ATLANTA, United States — A new podcast episode of the Bahá’í World News Service explores the rich discussion and collaborative spirit that characterized the recent 48th annual conference of the Association for Bahá’í Studies (ABS) in North America.
The conference, held in Atlanta, Georgia, brought together nearly 2,000 participants from diverse fields of study to explore the application of Bahá’í teachings to contemporary discourses on humanity’s well-being.
Eric Farr, a coordinator of the Association’s collaborative endeavors, explains in the podcast how the ABS seeks to advance its initiatives. He discusses how Bahá’ís working in various fields examine the interplay between prevailing ideas in their professions and the insights drawn from Bahá’í teachings and community experiences.
“What we understand childhood to be, for example, will shape how educationalists develop policy and curricula. Bahá’ís in these fields notice these things and how they affect practice and conversation,” he says.
He adds, “We have a responsibility as people who care about the well-being of humanity to analyze that, to consider together in small groups or in large groups how these ideas accord with the Bahá’í teachings and the experience of the Bahá’í community.”
Mr. Farr elaborates on the Association’s approach to fostering this collaborative exploration. “One of the concrete ways that ABS is trying to do that is by creating a constellation of spaces and activities where people can take initiative,” he explains. “Small groups can draw on the powers of consultation and collaborative inquiry to analyze their fields and think together about how they can contribute more coherently and effectively.”
The podcast highlights various aspects of the conference, including plenary sessions, breakout discussions, and thematic seminars, as well as discipline-specific sessions on economics, literature, sociology and anthropology, history, philosophy, and political science.
One session focused on the interplay between technology and society, exploring its relation to the Bahá’í principle of the harmony of science and religion.
A participant of this seminar, Janice Ndegwa, a Ph.D. student in history, shares her reflections on the complex relationship between technology and society. “One of the popular ways of thinking about technology is that it’s human beings who have to adjust to the way that technology works,” she says. “And then you have another point of view that talks about how technology is a reflection of what a society is thinking about.”
Ms. Ndegwa emphasized the seminar’s focus on the mutual influence of technology on society.
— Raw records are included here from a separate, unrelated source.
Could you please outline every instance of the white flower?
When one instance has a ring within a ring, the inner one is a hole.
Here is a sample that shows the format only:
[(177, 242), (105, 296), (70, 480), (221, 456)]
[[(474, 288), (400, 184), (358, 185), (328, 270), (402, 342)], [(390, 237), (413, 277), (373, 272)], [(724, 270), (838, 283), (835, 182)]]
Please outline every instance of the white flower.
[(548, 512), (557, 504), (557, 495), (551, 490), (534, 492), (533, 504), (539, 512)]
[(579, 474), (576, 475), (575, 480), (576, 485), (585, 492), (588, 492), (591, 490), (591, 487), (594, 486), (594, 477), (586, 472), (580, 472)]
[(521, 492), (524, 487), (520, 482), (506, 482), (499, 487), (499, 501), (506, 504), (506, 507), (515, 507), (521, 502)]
She elaborates on how Bahá’í principles, particularly the concept of the nobility of each human being, can inform approaches to technological development and adoption:
“If we treat all human beings as people who can be active participants in the process of knowledge production, then the idea that we just take up technologies that are produced in one part of a country or one part of the world and apply them wholesale to another community wouldn’t be possible.”